En el video, Berger hace que Chandonne vuelva al tema de su supuesto llamado a la morgue aquí, en Richmond.

—¿De modo que trató de ponerse en contacto por teléfono con la doctora Scarpetta, pero no pudo? ¿Después, qué?

—Entonces al día siguiente, viernes, por el televisor de mi cuarto del motel oigo que otra mujer ha sido asesinada. Esta vez, una mujer policía. Es una noticia de gran interés periodístico, ya sabe, y yo veo lo que está pasando y, de pronto, las cámaras enfocan un enorme auto negro que se acerca a la escena y dicen que se trata de la médica forense. Es ella, la doctora Scarpetta, así que se me ocurre ir allá enseguida, esperar hasta que esté por irse de la escena y acercarme a ella después. Le diré que necesito hablarle. De modo que tomo un taxi.

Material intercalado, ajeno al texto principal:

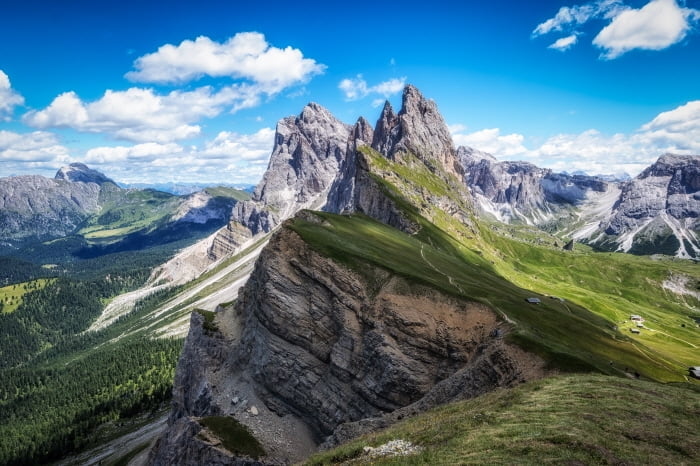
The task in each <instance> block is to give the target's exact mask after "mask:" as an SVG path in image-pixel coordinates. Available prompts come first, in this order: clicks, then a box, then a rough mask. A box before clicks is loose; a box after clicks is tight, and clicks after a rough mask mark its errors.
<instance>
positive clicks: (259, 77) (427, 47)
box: [0, 0, 700, 183]
mask: <svg viewBox="0 0 700 466" xmlns="http://www.w3.org/2000/svg"><path fill="white" fill-rule="evenodd" d="M6 3H8V4H7V5H3V12H2V15H1V16H0V44H2V46H0V176H8V175H14V174H30V173H36V174H43V175H47V176H52V175H53V173H55V171H56V169H58V168H59V167H60V166H61V165H64V164H66V163H68V162H73V161H80V162H85V163H87V164H88V165H90V166H92V167H94V168H97V169H99V170H101V171H103V172H105V173H106V174H107V175H108V176H111V177H112V178H114V179H116V180H118V181H123V182H165V181H179V182H188V181H189V182H198V183H218V182H223V183H256V182H257V181H258V180H259V178H260V176H261V174H262V173H263V172H264V170H265V168H266V165H267V161H268V157H269V154H270V152H271V150H272V144H273V136H274V128H275V123H276V121H277V120H278V119H280V118H282V117H285V116H288V115H295V114H298V113H299V112H300V111H301V109H302V107H303V106H304V105H305V104H306V103H307V102H309V101H315V102H318V103H320V104H321V105H323V106H325V107H327V108H328V109H329V110H331V112H333V113H334V114H335V115H336V116H337V117H338V118H340V119H341V120H343V121H345V122H346V123H353V122H354V121H355V120H356V119H357V118H358V117H359V116H361V115H362V116H365V117H366V118H368V119H369V120H370V121H375V120H376V118H377V117H378V114H379V110H380V107H379V105H380V104H381V103H382V102H383V101H384V100H385V99H389V100H390V101H391V102H392V103H393V104H394V105H395V107H399V106H400V93H401V89H402V87H403V84H405V83H412V84H414V85H416V86H417V87H418V88H419V89H420V90H421V91H422V92H423V93H424V95H426V96H427V97H429V98H432V99H434V100H435V101H436V102H437V104H438V107H439V109H440V110H441V112H442V113H443V116H444V117H445V120H446V121H447V123H448V124H449V125H450V128H451V130H452V131H453V137H454V140H455V143H456V144H457V145H460V144H464V145H470V146H473V147H476V148H477V149H481V150H485V151H487V152H491V153H493V154H494V155H495V156H496V157H498V158H500V159H503V160H515V159H518V160H529V161H532V162H533V163H536V164H537V165H540V166H545V167H551V168H553V169H555V170H559V171H562V170H567V171H576V170H583V171H586V172H588V173H590V174H597V173H618V172H628V173H630V174H632V175H635V174H636V173H638V172H639V171H640V170H641V169H642V168H644V167H645V166H646V165H648V164H649V163H651V162H653V161H654V160H655V159H656V158H657V157H658V156H659V155H660V154H661V153H663V152H666V151H673V152H677V153H696V154H697V153H700V84H698V83H699V82H700V79H699V78H698V76H700V34H698V30H699V28H700V0H693V1H691V0H687V1H685V2H681V1H676V0H651V1H649V0H641V1H633V0H597V1H592V2H581V1H579V2H576V1H574V2H572V1H551V2H522V1H512V2H505V1H502V2H481V1H479V2H472V1H466V2H462V3H463V4H462V5H459V6H457V5H455V3H457V2H440V1H433V2H430V3H429V5H430V7H429V8H426V6H425V5H426V3H425V2H411V1H403V2H396V3H393V2H377V3H376V4H375V3H374V2H362V1H358V2H352V3H345V4H336V2H318V3H317V4H314V3H313V2H306V3H301V2H275V1H268V2H265V3H264V4H262V3H256V2H245V3H242V2H232V1H220V2H214V1H199V2H196V3H195V2H184V1H168V2H133V1H128V0H123V1H118V2H117V1H111V0H105V1H100V2H95V1H83V0H71V1H62V2H55V1H48V0H47V1H32V0H27V1H22V2H6Z"/></svg>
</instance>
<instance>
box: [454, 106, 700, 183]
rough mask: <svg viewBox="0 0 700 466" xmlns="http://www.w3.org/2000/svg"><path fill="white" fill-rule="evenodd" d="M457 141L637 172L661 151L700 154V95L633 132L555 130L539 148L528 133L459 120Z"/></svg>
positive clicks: (640, 169) (510, 157)
mask: <svg viewBox="0 0 700 466" xmlns="http://www.w3.org/2000/svg"><path fill="white" fill-rule="evenodd" d="M450 130H451V132H452V133H453V135H452V137H453V140H454V142H455V144H456V145H466V146H470V147H474V148H475V149H479V150H483V151H484V152H489V153H491V154H493V155H494V156H496V157H497V158H499V159H500V160H516V159H517V160H526V161H529V162H532V163H534V164H536V165H538V166H541V167H546V168H551V169H553V170H555V171H569V172H571V171H576V170H581V171H584V172H586V173H588V174H591V175H594V174H606V173H623V172H626V173H629V174H631V175H636V174H637V173H639V172H640V171H641V170H643V169H644V168H646V167H647V166H648V165H649V164H651V163H652V162H654V161H655V160H656V159H657V158H658V157H659V156H660V155H661V154H663V153H666V152H672V153H676V154H685V155H690V154H700V100H696V101H691V102H688V103H686V104H684V105H681V106H679V107H677V108H675V109H673V110H670V111H667V112H663V113H660V114H659V115H657V116H656V117H655V118H654V119H652V120H651V121H650V122H648V123H646V124H644V125H642V126H641V127H640V128H639V129H638V130H637V131H635V132H634V133H631V134H621V133H618V134H613V135H606V134H603V133H601V132H600V131H597V130H595V129H590V130H587V131H584V132H582V133H578V134H557V135H553V136H551V137H549V138H547V139H546V140H545V141H544V142H543V143H541V144H539V145H538V146H536V147H533V148H529V147H527V146H526V145H525V142H524V141H525V137H524V136H523V135H521V134H517V133H513V134H508V135H505V136H502V135H501V132H500V129H498V128H490V129H483V130H480V131H476V132H472V133H465V132H464V131H465V128H464V127H463V126H461V125H452V126H451V127H450Z"/></svg>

Aquí, su notable memoria falla. No recuerda cuál compañía de taxis era, ni siquiera el color del auto, sólo que el conductor era negro. Probablemente el ochenta por ciento de los choferes de taxi de Richmond son negros. Chandonne alega que, mientras lo conducían a la escena —Y él conoce la dirección porque salió en las noticias— oye otro informativo. Esta vez, se advierte al público que el asesino puede padecer una extraña enfermedad médica que hace que su aspecto sea muy peculiar. Esa descripción de un hipertricótico le cabe a Chandonne. —Ahora lo sé con toda seguridad —Continúa—. Ellos prepararon la trampa y el mundo cree que yo maté a esas mujeres en Richmond. Así que entro en pánico en el asiento posterior del taxi y trato de pensar qué hacer. Le digo al chofer: «¿Usted conoce a esa mujer de la que hablan? ¿Scarpetta?» Él me contesta que en la ciudad todos la conocen. Le pregunto dónde vive y le digo que soy un turista. Él me lleva a su vecindario pero no entramos porque hay guardias y un portón de entrada. Pero ya sé lo suficiente para encontrarla. Me bajo del taxi a varias cuadras de allí. Estoy decidido a encontrarla antes de que sea demasiado tarde. —¿Demasiado tarde para qué? —Le pregunta Berger.

—Antes de que maten a alguien más. Tengo que volver más tarde esa misma noche y, de alguna manera, hacer que ella me abra la puerta para poder hablarle.